A month earlier, Khalilian told us a different story.
“They didn’t want their $9.4 million back. They just wanted us to leave. They never sued us, they never came after us – all he wanted to do was humiliate us in the media and kick us out,” he said.
Which, of course, explains why the Cheyenne and Arapahos then filed suit for the $9.4 million. Nope, they didn’t want their $9.4 million back. Much.
Speaking of that $9.4 million, the Cheyenne and Arapahos got diddly for their expenditure, just a crappy little website featuring ’90s-era graphics and not much else. In one of our previous Khalilian reports, we also noted how he had manged to make good on a $4.2 million fine still owed to the FTC soon after he signed the PokerTribes.com deal. We offered it as conjecture; lo and behold, here’s Digital Trends with the confirmation:
“Sources at the FTC pointed out to Digital Trends that he used the money last year to repay his $4.2 million telemarketing fine.”
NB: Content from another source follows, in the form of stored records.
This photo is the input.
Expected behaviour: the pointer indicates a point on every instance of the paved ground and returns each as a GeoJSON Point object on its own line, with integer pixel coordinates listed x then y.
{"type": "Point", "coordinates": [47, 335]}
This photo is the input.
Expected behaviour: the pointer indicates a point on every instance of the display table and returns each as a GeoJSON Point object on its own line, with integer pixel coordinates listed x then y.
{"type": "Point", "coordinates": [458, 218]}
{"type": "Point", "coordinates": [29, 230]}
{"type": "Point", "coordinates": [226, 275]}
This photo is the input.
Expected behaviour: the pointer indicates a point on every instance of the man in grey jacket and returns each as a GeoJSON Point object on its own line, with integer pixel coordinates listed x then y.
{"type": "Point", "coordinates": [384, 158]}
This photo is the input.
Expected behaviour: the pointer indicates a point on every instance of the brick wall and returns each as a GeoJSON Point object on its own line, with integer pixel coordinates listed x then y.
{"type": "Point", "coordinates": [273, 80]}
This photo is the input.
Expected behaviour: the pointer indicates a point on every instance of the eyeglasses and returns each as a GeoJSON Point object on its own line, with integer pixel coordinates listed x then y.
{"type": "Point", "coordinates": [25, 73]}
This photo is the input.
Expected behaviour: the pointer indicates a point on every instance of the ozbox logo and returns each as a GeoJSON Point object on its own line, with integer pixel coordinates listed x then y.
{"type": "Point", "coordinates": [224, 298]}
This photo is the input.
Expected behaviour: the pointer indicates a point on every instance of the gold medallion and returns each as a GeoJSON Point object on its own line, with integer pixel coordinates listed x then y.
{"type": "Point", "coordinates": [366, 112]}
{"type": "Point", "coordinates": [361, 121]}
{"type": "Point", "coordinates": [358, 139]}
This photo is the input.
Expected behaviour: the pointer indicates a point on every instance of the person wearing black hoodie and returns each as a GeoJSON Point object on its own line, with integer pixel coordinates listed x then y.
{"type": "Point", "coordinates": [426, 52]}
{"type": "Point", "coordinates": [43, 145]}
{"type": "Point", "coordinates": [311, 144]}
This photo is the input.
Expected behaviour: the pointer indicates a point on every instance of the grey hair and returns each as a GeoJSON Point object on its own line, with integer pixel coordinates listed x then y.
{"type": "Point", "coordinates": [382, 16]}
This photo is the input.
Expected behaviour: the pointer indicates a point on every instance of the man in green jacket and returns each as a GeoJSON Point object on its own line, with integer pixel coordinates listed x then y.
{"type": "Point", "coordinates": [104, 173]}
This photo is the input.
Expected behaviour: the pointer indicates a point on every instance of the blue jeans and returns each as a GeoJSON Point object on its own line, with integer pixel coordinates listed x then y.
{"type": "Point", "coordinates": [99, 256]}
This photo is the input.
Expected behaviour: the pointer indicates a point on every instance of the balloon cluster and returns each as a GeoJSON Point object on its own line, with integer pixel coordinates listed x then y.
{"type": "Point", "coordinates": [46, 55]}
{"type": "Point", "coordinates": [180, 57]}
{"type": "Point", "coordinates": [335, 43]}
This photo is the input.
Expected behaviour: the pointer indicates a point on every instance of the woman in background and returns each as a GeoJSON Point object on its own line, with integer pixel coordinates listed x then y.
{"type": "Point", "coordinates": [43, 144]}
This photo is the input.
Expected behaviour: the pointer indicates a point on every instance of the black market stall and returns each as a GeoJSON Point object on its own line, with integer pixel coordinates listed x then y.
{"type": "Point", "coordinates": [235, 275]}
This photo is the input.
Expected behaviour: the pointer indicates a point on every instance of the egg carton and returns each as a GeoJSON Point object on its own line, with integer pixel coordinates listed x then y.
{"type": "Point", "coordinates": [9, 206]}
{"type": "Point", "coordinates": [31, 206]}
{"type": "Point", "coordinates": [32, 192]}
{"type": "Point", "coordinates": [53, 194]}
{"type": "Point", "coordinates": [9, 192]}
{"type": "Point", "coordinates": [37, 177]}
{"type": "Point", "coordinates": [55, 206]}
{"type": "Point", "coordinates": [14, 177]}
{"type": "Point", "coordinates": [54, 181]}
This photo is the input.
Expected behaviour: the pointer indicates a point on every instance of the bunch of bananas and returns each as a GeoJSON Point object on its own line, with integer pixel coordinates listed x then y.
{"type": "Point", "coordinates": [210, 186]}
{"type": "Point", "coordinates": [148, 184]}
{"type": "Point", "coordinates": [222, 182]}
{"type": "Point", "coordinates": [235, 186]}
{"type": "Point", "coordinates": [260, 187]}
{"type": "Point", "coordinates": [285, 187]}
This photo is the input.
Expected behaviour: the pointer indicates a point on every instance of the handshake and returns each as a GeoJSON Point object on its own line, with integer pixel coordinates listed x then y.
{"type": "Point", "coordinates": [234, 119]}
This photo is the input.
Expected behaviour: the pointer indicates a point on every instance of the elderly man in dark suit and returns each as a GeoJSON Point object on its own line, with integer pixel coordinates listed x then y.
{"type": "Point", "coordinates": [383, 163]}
How that isn’t fraud / illegal conversion / unjust enrichment on its own is beyond this writer. But I am a writer, not a lawyer, and this is the Cheyenne and Arapahos’ case to pursue.
Remember, in all this PokerTribes.com / PokerTribe.com malarkey, it’s not the future online poker players who are the marks of the scam. The tribes themselves are the target, and at least in the Iowas’ case, they’re likely going to funnel in several more million dollars before they realize that they’re chasing fool’s gold and that the promised end audience is imaginary. It doesn’t matter if Khalilian has identified some sort of legal loophole, which is apparently his specialty. There’s still no market here.
One thing the Digital Trends piece does accomplish as a form of public service is rehash some of Khalilian’s long history of misdeeds, including allegations of rape and assault. Khalilian even had a bit of exposure on TMZ, back in the day. Here’s a lovely little insight into his character. Per TMZ, back in 2007: “The entrepreneur was not arrested at the scene, after he claimed he had diplomatic immunity. ‘I’m a diplomat. You can’t arrest me. I own Club Paris,’ the police report states.”
Quality. Online gambling needs this guy like it needs a hole in the head. C’mon, IOM, do your job and deep-six this operation.
(The opinions offered here are solely those of the author, and do not necessarily reflect the views of the publishers or owners of Flushdraw.net.)